In the second quarter of 2015, the Spanish economy’s external competitiveness gained in relation to the EU, based on the Consumer Prices Index (CPI). This improvement was caused by the depreciation of the euro against these countries’ currencies, as well as by the bigger drop in prices in Spain compared to the average prices in the rest of the EU.
The significant year-on-year euro depreciation in the second quarter, in line with the Q1 trend, was the driving force behind Spain’s increased competitiveness compared with the OECD. Spain’s price competitiveness also improved against the OECD, as Spanish consumer prices contracted more than the average prices in the rest of that organisation’s member countries.

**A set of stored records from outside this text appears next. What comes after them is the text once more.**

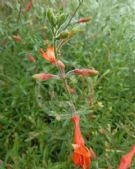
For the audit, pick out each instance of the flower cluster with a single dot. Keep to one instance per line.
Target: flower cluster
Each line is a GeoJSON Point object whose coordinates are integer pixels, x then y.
{"type": "Point", "coordinates": [50, 57]}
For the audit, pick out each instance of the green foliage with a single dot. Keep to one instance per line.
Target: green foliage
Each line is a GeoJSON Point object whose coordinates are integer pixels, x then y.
{"type": "Point", "coordinates": [35, 127]}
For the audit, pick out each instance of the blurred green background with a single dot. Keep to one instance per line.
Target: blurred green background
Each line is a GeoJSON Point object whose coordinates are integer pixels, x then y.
{"type": "Point", "coordinates": [36, 131]}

Taking into account the Competitiveness Trade Index (ITC according to its Spanish acronym), calculated on the basis of the Export Unit Value, Spain gained in competitiveness with regard to the EU and the eurozone. This was due to the bigger drop in Spanish export prices compared with that of our European peers.
Spain also improved its competitiveness with other OECD countries. But in this case it was only due to the exchange rate, as prices of exports from OECD countries saw sharp declines because of the fall in prices of energy products and raw materials.

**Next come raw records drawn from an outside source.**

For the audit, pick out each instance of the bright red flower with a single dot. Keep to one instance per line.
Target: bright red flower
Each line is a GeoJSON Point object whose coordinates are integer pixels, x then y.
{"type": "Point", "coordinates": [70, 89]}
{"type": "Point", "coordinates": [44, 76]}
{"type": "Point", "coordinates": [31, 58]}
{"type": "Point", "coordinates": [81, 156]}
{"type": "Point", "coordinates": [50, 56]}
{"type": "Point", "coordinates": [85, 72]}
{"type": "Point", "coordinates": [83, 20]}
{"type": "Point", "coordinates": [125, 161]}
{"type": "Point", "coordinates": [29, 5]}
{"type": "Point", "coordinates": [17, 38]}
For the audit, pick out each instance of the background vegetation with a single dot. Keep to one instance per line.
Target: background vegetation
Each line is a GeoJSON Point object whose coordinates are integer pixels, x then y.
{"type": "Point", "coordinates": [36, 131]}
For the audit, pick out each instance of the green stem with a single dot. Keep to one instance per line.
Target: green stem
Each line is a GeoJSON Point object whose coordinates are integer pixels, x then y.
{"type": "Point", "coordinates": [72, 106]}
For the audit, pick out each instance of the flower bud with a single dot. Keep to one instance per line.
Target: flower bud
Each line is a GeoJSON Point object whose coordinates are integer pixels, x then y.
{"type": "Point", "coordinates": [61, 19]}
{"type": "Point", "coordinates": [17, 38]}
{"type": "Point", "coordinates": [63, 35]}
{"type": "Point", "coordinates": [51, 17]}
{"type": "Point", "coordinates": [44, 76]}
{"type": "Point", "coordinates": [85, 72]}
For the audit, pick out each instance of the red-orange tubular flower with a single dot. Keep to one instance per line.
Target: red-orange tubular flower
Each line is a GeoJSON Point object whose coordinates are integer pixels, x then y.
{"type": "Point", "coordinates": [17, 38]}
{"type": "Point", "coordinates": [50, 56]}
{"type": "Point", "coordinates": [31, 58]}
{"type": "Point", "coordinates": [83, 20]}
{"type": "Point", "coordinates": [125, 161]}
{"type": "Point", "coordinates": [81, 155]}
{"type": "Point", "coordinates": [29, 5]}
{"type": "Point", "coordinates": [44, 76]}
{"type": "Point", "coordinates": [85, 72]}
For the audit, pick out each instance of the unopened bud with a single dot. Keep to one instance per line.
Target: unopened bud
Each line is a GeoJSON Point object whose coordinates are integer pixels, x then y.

In the second quarter of 2015, the Competitiveness Trade Index for the BRICS countries (Brazil, Russia, India, China and South Africa) showed a significant reduction of 15.4% year on year. This is the first time since 2012 that Spain has gained competitiveness against this area for four consecutive quarters. As in other areas, the competitiveness gain was a result of both a declining relative price index (4.7%) and the fall in the exchange rate index (11.3%).
BRICS’ average inflation level has exceeded Spanish inflation since the first quarter of 2006, but the strong appreciation of the euro against the currencies of these countries in previous quarters complicated the gain in competitiveness with this area.